Received: September 2017

DOI 10.17677/fn20714807.2017.05.05

Fluorine Notes, 2017, 114, 9-10

Thermal Transformations of Polymer of Perfluoro-2,5-dimethyl-3,6-dioxanonanoic Acid Triethoxysilylpropylamide

Sakharov А.М., Popovich M. J., Krukovsky S.P.*

N.D. Zelinsky Institute of Organic Chemistry Russian Academy of Science, 117991, Moscow, Leninsky prospect, 47,

Abstract: Polymerization of perfluoro-2,5-dimethyl-3,6-dioxanonanoic acid triethoxysilylpropylamide (Fluorosam-39) was studied. It was found out that the polymer’s macromolecule contains two kinds of structure fragments, one of which takes part in the ramified parts of macromolecule formation, the other one – in the line sections of macromolecule formation.
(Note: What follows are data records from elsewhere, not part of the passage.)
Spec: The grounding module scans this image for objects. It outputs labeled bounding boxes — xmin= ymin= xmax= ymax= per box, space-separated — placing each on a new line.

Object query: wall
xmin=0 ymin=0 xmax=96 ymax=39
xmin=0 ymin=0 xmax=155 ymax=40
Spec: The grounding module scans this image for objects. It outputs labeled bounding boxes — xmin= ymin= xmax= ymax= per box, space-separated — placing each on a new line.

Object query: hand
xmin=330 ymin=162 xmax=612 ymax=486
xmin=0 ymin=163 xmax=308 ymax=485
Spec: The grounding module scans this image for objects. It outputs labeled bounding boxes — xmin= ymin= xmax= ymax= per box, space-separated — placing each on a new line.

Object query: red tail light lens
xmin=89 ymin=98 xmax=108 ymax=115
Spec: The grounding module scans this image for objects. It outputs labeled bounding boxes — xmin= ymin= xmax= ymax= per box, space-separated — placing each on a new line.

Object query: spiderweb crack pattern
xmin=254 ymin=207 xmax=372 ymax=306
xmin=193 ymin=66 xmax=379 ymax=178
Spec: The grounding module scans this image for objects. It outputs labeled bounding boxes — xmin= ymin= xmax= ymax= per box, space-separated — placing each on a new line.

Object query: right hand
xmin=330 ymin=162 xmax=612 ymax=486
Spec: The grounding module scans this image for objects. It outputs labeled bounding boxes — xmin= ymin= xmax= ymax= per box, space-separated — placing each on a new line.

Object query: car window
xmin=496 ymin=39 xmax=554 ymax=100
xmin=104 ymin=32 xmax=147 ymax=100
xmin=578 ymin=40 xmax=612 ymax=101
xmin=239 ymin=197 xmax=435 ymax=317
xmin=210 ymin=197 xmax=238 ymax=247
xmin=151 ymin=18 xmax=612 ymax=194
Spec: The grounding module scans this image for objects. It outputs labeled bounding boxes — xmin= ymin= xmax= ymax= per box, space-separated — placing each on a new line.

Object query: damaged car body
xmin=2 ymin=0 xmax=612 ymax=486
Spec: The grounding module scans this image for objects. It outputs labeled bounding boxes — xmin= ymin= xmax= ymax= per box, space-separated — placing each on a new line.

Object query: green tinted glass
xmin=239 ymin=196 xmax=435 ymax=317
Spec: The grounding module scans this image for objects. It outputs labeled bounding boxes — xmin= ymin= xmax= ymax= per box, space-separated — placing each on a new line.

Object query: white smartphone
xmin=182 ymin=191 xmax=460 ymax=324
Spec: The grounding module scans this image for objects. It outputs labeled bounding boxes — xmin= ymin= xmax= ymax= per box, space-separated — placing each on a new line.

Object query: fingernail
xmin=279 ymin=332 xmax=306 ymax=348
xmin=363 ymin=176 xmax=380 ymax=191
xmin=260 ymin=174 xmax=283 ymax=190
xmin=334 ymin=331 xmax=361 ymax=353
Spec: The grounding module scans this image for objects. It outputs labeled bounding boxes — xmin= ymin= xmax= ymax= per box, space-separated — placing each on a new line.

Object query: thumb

The polymer has an amorphous structure and does not dissolve neither in organic, nor in organofluorine solvents. It was stated that at thermal destruction the weakest point is an amide bond from which starts the polymer’s destruction, leading to the monohydro-derivative – 2H-heptadecafluoro-5-methyl-3,6-dioxanonane and a coke residue formation.

Keywords: triethoxysilylpropylamide of perfluoro-2,5-dimethyl-3,6-dioxanonanoic acid, polymer’s thermal destruction, monohydro-derivative – 2H-heptadecafluoro-5-methyl-3,6-dioxanonane.
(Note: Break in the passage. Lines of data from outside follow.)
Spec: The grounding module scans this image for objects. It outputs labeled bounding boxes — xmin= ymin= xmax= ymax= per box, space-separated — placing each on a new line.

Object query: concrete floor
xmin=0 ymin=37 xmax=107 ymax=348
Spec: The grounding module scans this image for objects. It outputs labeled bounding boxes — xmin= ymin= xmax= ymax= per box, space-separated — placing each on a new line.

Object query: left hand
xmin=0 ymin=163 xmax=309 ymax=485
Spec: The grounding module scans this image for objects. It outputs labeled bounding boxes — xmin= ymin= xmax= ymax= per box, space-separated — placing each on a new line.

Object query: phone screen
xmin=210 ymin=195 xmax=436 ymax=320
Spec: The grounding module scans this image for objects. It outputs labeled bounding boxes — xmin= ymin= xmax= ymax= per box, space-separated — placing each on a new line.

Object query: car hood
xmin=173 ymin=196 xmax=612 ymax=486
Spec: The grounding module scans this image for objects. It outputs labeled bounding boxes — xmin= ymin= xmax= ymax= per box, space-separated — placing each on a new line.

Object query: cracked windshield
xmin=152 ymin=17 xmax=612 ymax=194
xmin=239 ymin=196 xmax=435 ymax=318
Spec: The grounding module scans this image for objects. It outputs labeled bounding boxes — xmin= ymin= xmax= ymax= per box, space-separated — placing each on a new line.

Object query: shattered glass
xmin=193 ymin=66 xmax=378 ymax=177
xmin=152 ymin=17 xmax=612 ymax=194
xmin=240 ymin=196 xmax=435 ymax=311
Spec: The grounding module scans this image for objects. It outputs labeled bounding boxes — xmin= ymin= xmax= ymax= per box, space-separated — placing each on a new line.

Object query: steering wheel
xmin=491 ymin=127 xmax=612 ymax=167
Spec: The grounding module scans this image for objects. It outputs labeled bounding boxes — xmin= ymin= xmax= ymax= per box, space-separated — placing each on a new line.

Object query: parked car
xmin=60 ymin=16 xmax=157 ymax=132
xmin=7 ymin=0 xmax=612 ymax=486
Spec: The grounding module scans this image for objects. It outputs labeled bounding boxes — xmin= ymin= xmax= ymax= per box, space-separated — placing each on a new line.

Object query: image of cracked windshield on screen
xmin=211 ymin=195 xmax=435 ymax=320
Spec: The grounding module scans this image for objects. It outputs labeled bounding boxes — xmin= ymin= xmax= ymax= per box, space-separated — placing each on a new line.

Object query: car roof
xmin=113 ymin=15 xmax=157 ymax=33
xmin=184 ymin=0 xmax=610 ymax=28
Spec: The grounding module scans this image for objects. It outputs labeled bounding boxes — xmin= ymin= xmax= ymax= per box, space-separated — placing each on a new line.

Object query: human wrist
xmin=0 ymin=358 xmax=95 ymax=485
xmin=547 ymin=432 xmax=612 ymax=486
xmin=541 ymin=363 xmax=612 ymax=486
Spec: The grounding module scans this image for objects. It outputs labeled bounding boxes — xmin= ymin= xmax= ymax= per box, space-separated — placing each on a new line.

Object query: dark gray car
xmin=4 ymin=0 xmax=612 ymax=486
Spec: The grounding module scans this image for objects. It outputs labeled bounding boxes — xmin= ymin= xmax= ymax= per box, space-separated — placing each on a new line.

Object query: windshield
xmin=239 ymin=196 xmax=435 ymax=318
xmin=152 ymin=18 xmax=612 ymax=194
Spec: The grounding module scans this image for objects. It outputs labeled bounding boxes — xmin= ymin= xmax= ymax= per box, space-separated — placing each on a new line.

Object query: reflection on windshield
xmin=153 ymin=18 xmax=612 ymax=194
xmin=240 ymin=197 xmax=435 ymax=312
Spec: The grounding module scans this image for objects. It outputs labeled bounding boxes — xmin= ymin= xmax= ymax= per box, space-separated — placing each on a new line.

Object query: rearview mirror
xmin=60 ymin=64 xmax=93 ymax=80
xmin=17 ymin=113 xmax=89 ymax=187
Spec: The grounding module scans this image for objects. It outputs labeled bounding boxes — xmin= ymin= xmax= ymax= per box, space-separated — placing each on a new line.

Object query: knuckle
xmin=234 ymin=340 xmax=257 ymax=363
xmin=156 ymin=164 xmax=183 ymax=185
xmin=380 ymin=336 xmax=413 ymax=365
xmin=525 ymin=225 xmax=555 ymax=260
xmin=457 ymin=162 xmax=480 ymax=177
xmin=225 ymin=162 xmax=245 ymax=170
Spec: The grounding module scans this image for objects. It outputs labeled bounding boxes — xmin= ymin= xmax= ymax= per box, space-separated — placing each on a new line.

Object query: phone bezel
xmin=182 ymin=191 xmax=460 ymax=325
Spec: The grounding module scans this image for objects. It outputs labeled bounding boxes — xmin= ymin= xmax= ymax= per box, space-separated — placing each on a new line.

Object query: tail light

Triethoxysilylpropylamides of perfluorooxaalkylenecarboxylic acids RFCOHN(CH2)3Si(OR)3, triethoxysilylpropylamide of perfluoro-2,5-dimethyl-3,6-dioxanonanoic acid (Fluorosam-39, F-39) particularly, were used [1-4] for hydro- and desensitization of chalk-stone, marble, plaster, brick, paper, wood and other materials.

The scheme of the synthesis of monomer F-39 from the ethyl ester of 2,5-dimethyl-3,6-dioxanonanoic acid* and (3-aminopropyl)triethoxysilane is given below:

RF CO(OC2H5)3 + H2N(CH2)3Si(OC2H5)3 → RF COHN(CH2)3Si(OC2H5)3


*Ethyl ester used for obtaining of individual amide. For technical product production it is permitted to use methyl ester. In this case the product contain both methoxy- and ethoxy groups RfCONH (CH2)3Si(OCH3)x(OC2H5)3-x

The perfluoro-2,5-dimethyl-3,6-dioxanonanoic acid ethyl ester was treated with (3-aminopropyl)triethoxysilane (APTES) at 60 °С. The reaction path was controlled using the IR-spectroscopy for disappearance of the ester (1780 cm-1) and appearance of the amide group (1710 см-1). The obtained amide was distilled under vacuum, taking a fraction at the boiling point 110°С at 3-4 mm Hg.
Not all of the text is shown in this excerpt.